Out of Downing Street, and unleashed from restrictions on second jobs, Boris Johnson is now earning more than any former UK prime minister in history. But where is that money coming from?
In 2019, Boris Johnson was celebrating an election win that few had forecast. With an 80-seat majority, he looked set to be the UK’s prime minister not just for one term, but perhaps a decade.
There was only one problem: he couldn’t afford to be prime minister. He had high outgoings and he’d seen a massive drop in his income.
While backbench MPs at Westminster are allowed to take on certain outside interests, ministers are banned from taking second jobs. The prime minister’s salary is just over £164,000 – roughly double the basic salary of an MP, and roughly five-times the UK’s median salary.
But it wasn’t enough. Here’s Tortoise’s political editor Cat Neilan.
“As prime minister Boris Johnson couldn’t turn to his usual sources – like the Daily Telegraph, where he had been earning £275,000 a year writing a weekly column.
So instead he turned to a distant cousin, Sam Blyth, who gave Johnson a loan guarantee of £800,000.
This was signed off by Simon Case, the most senior civil servant, who also advised Boris Johnson that because Sam Blyth was a family member – albeit a distant one – he didn’t have to declare this in his register of interests. Neither did he declare a £57,000 holiday provided by the same cousin.
But our investigation has found that this advice is disputed by others who work in the civil service and guard the rules. And that’s before we get to the question of who provided the loan that Sam Blyth was guaranteeing.”
Cat Neilan, Tortoise
The loan remains something of a mystery.
But even where declarations have been made for donations and earnings after Boris Johnson left Downing Street, we still don’t have the full story.
What we do know, thanks to the data compiled through Tortoise’s Westminster Accounts project, are the numbers:
- Boris Johnson has earned 85 per cent of all the outside pay generated by MPs this year. In the first six weeks of 2023, he has registered £3.7m.
- Since the last election, including donations, Johnson has declared £6.1m and counting.
- That’s more than twice the amount declared by Theresa May, the second highest earner, who totals £2.8m when including donations.

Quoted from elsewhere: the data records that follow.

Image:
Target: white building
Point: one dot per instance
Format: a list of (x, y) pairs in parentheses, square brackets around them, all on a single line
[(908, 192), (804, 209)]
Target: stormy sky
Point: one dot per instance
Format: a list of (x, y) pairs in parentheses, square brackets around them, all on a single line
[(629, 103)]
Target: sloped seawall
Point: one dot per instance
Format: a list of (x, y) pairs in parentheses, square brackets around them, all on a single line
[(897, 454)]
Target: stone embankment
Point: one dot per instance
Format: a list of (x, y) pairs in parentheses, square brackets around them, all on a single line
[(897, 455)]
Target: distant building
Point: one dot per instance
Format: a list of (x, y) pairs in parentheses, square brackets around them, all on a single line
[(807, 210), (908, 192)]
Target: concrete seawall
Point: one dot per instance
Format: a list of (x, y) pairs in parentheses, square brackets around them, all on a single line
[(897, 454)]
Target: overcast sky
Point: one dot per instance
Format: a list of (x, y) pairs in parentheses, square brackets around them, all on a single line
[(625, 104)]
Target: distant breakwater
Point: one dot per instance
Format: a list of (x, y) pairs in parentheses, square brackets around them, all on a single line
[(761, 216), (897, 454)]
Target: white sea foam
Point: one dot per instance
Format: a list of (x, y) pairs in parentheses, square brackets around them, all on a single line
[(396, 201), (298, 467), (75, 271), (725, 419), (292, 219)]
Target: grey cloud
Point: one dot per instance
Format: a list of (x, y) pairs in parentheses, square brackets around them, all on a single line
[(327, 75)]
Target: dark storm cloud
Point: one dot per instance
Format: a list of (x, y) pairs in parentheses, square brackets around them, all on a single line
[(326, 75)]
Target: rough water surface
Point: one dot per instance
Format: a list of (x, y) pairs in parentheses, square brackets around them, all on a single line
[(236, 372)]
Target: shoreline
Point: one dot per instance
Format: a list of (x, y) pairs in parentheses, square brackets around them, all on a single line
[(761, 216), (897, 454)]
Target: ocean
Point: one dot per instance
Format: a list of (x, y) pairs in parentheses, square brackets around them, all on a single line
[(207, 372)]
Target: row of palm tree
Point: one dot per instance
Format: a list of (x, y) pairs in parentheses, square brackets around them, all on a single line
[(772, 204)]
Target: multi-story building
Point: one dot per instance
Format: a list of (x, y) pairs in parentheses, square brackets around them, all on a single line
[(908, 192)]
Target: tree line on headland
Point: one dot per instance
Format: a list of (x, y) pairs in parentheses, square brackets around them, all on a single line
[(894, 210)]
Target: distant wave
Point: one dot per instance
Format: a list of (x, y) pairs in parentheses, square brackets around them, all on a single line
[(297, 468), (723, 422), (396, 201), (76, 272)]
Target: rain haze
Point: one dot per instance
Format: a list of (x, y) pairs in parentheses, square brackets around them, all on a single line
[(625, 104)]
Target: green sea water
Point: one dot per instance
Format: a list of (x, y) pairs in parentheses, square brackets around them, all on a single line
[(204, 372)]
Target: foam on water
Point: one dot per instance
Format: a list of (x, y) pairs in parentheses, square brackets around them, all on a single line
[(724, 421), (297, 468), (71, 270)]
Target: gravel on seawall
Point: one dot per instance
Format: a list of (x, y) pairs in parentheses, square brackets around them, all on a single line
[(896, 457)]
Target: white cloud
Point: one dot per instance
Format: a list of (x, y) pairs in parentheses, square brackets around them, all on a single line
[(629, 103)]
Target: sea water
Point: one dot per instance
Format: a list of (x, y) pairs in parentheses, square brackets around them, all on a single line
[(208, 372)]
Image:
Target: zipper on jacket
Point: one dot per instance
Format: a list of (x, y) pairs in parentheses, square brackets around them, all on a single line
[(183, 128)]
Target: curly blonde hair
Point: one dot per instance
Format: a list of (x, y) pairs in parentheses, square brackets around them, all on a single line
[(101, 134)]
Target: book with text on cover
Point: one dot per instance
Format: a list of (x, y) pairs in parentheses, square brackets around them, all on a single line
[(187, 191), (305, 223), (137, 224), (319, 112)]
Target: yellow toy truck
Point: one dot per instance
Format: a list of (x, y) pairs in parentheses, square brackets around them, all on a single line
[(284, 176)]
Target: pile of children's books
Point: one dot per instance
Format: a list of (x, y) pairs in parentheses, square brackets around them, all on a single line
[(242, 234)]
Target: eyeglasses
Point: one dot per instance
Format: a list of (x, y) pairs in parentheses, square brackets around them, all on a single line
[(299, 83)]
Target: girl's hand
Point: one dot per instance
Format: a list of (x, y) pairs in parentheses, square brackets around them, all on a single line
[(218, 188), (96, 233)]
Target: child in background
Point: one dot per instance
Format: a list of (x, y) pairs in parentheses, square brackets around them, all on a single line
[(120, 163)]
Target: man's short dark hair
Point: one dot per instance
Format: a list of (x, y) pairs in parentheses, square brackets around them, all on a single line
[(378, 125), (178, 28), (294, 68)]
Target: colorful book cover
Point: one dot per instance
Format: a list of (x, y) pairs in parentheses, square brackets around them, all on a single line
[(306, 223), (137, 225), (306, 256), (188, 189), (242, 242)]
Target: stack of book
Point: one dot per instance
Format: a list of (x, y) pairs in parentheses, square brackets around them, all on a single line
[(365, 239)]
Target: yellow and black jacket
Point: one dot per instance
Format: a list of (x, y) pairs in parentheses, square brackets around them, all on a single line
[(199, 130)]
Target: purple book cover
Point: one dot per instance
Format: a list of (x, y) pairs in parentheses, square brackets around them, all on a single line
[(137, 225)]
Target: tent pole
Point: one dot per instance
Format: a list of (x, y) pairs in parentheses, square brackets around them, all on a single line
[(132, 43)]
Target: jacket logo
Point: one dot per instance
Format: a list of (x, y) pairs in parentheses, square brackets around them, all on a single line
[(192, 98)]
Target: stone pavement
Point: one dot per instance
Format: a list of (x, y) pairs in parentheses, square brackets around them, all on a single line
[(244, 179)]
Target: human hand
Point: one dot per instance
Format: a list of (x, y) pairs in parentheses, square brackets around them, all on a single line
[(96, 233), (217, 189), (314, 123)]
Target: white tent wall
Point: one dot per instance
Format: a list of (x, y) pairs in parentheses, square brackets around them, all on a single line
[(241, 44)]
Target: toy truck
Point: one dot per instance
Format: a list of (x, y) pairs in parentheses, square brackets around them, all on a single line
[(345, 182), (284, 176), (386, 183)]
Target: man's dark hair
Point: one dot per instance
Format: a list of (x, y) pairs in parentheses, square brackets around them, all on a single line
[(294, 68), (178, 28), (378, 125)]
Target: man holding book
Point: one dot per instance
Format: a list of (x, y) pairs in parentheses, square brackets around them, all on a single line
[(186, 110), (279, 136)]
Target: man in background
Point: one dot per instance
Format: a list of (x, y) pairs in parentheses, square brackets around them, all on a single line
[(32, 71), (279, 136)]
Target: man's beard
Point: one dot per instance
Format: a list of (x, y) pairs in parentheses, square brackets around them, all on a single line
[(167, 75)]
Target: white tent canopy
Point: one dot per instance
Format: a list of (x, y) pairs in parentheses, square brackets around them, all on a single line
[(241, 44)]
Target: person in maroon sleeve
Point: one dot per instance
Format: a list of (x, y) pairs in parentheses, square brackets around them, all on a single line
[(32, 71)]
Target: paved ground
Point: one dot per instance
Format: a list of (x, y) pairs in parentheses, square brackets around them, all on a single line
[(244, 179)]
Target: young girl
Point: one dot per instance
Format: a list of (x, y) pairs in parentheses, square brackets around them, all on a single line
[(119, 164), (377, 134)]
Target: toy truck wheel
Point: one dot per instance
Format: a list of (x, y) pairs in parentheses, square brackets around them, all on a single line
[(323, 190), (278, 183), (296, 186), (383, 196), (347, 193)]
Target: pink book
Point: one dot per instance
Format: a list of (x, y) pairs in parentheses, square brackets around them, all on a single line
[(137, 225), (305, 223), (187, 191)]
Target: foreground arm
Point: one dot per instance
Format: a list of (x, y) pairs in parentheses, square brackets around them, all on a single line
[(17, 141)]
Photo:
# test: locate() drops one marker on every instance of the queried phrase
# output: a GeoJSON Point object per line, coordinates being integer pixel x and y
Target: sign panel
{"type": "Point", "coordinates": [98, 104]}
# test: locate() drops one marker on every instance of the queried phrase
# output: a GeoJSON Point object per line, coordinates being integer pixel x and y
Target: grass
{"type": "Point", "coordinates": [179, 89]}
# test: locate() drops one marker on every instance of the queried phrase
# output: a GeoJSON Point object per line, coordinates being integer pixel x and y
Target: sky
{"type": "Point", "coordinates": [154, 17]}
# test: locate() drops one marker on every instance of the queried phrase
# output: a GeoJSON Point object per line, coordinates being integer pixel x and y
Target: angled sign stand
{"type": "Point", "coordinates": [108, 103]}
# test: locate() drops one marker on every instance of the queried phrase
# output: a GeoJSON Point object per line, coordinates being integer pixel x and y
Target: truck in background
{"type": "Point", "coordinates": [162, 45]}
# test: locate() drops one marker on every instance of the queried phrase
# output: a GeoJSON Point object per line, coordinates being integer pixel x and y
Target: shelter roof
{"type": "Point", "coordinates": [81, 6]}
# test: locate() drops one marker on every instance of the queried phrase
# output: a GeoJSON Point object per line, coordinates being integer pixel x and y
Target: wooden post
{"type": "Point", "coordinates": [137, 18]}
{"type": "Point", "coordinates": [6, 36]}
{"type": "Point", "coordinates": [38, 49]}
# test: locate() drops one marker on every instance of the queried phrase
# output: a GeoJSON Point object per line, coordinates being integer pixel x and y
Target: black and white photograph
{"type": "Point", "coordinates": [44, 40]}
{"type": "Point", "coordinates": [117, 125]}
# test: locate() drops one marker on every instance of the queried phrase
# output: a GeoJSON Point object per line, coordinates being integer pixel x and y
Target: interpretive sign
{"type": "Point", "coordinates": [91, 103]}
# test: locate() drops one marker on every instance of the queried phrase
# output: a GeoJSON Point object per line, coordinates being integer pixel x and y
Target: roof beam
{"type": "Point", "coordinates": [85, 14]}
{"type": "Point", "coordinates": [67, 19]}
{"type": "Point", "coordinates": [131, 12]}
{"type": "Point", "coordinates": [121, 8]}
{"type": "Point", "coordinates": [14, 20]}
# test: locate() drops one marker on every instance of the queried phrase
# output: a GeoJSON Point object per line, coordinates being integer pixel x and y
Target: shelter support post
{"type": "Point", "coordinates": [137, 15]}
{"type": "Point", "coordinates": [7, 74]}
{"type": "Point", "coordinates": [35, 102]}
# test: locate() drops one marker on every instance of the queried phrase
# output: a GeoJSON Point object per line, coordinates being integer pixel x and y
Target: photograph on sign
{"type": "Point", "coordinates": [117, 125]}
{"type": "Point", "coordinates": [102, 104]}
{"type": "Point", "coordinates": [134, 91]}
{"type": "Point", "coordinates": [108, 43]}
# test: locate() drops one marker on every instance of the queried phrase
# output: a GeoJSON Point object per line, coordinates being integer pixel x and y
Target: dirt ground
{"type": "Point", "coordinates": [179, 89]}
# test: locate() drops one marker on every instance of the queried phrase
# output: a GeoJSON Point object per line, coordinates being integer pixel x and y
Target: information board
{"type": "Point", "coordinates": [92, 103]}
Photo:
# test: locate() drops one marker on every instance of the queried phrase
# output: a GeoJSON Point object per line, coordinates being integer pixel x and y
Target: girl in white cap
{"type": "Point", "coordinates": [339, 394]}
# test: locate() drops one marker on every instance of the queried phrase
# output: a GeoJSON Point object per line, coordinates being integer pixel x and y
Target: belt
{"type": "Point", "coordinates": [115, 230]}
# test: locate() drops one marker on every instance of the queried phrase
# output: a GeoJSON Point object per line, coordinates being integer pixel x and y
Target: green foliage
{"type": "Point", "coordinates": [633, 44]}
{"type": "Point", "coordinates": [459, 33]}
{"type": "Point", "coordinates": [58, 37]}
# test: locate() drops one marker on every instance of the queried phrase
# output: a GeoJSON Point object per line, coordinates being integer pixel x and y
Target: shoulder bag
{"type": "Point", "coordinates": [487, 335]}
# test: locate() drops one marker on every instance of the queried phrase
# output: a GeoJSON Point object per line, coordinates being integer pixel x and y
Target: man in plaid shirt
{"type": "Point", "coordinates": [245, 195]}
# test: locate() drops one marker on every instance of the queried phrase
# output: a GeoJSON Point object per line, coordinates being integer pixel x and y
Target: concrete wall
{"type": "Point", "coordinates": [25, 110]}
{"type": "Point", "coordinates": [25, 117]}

The average MP has received about £19,250.
Boris Johson’s biggest sources of declared money this parliament are:
- £2.4 million from the Harry Walker speakers’ agency in New York; an advance for speeches not yet given
- More than £515,000 from HarperCollins, his publisher – an advance for a book not yet written;
- And £1 million from Christopher Harborne, an investor and Conservative donor based in Thailand.
That’s the biggest donation to an individual MP in British history, but little is known about the person who gave it or what for. Here’s Cat Neilan.
“Christopher Harborne gave millions to the Brexit Party, before swinging back to the Conservatives last year. He is big in the crypto world and owns businesses that lease private jets and provide aviation fuel.
He lives in Thailand under the name Chakrit Sakunkrit, which according to the Wall Street Journal was recently added to a list of names that the now-defunct Signature Bank “felt were trying to evade anti-money-laundering controls.”
Boris Johnson’s spokesman says all his declarations are made properly; Harborne hasn’t responded to our messages but we know from the Electoral Commission as well as Johnson’s team that he is a permitted donor. But all that really means is that he is on the UK’s electoral register. Despite calls from campaigners, including the Electoral Commission, our current system doesn’t give political donations a clean bill of health.”
Cat Neilan, Tortoise
This coming week, Boris Johnson will give evidence about whether he misled Parliament over the Downing Street parties during lockdown. It could determine once and for all whether he stages a comeback as Conservative leader.
But, in the meantime, Boris the brand continues to out-earn his colleagues, and push the limits on what is and isn’t declared, with apparent impunity.